Hi there,
As stated here , I was able to calibrate and generate an int8 engine in the YOLO example. However, the performance(mAP) of the int8 model dropped about 7-15% compared with the fp32 model. Is this normal? How can I improve it?
My setup is the following:
Jetson Xavier
DeepStream 5.0
JetPack 4.4
TensorRT 7.1.3
NVIDIA GPU Driver Version 10.2
It’s possible to have some accuracy drop when inferencing with INT8.
The amount depends on the calibration and the model’s property.
But 7-15% seems too much.
Would you mind to share the original file (ex. onnx, pb or .caffe) with us?
As well as the data and source you used for generating the calibration cache?
Thanks for the swift response. Original model files I used were a darknet weight file and a cfg file. As for calibration, I firstly selected 200 random images from the training set as calib dataset. Then I used the entire training set as calib dataset. It seems that the latter option offered better performance.
I uploaded model files and a small subset of the training set.
In general, TensorRT will merge/combine several layers together for acceleration (ex. conv+scale+activation).
However, the layer are calibrated without merging in your cache file.
Not sure if this causes some unexpected accuracy drop.
Would you mind to try the calibration tool shared in the below GitHub again:
We have verified that the cache files in the GitHub can output the detections correctly.
I followed the demo#5 to create an onnx file, and followed demo#6 to calibrate and get a calibration cache. Then I used the cache in the deepstream yolo-app as int8-calib-file.
When I used tensorrt-demo generated caches within the repo, they all worked fine. When I moved the cache into deepstream, I got the following:
ERROR: [TRT]: Calibration failure occurred with no scaling factors detected. This could be due to no int8 calibrator or insufficient custom scales for network layers. Please see int8 sample to setup calibration correctly.

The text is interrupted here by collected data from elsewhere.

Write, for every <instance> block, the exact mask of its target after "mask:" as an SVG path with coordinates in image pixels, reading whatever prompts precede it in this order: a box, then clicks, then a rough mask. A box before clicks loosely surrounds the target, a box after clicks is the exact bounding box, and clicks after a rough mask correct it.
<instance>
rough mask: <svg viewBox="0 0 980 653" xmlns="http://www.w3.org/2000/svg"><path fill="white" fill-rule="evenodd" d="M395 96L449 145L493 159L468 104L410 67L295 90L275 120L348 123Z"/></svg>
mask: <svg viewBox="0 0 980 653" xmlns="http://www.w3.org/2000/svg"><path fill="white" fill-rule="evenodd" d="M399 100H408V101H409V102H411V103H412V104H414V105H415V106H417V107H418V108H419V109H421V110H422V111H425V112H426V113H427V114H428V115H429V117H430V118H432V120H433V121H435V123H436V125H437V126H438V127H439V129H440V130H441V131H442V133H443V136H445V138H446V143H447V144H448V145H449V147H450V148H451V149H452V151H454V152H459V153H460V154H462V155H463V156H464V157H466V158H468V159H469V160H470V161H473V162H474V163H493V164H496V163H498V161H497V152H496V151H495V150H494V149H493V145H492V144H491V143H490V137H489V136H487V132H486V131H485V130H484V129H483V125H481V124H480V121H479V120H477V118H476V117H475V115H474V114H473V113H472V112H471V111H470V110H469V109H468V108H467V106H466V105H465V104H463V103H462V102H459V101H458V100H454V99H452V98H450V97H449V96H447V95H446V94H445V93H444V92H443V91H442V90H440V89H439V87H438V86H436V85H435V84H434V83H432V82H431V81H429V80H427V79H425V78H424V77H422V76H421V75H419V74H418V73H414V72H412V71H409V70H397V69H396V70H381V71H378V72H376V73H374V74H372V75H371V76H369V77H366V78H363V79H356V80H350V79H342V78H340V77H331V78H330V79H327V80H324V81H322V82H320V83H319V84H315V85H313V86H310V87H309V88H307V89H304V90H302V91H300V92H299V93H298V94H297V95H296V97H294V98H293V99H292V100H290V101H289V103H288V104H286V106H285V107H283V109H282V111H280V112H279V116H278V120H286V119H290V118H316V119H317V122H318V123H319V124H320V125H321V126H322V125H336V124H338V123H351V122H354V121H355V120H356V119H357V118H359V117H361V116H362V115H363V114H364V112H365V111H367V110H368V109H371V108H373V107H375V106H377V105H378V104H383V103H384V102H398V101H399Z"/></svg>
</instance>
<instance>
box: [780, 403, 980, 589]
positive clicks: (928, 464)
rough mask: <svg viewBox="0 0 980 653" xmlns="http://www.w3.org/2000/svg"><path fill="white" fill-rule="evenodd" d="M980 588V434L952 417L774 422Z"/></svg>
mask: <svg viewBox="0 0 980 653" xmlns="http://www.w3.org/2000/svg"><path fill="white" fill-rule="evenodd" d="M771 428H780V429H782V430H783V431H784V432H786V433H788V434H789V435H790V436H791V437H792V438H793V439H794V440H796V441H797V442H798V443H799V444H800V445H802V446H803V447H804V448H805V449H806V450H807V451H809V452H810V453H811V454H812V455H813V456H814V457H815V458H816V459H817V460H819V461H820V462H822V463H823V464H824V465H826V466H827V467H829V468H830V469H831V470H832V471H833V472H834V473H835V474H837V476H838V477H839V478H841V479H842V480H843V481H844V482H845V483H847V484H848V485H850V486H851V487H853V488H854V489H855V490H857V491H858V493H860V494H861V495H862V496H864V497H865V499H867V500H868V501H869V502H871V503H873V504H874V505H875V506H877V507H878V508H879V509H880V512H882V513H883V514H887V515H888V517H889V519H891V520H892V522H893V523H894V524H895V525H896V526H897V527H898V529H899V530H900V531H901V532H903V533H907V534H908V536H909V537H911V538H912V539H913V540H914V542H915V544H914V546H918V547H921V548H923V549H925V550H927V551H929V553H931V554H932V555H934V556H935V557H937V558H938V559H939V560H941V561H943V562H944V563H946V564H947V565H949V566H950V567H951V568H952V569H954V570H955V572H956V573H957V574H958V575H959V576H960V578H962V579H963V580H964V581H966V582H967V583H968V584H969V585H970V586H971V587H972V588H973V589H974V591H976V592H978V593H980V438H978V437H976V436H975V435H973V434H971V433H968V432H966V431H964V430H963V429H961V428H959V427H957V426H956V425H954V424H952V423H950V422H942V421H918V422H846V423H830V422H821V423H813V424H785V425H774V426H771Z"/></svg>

ERROR: [TRT]: Builder failed while configuring INT8 mode.
Building engine failed!
I also tried the yolov3-tiny cache as you suggested, and the same thing happened – it only works for the given repo and cannot be transferred to Deepstream. The error is the same as mentioned above.
Hi,
It did work. However the accuracy only increased for about 1.2 percent, which means the INT8 quantization still caused about 6 percent accuracy drop. Is there any other way to improve this?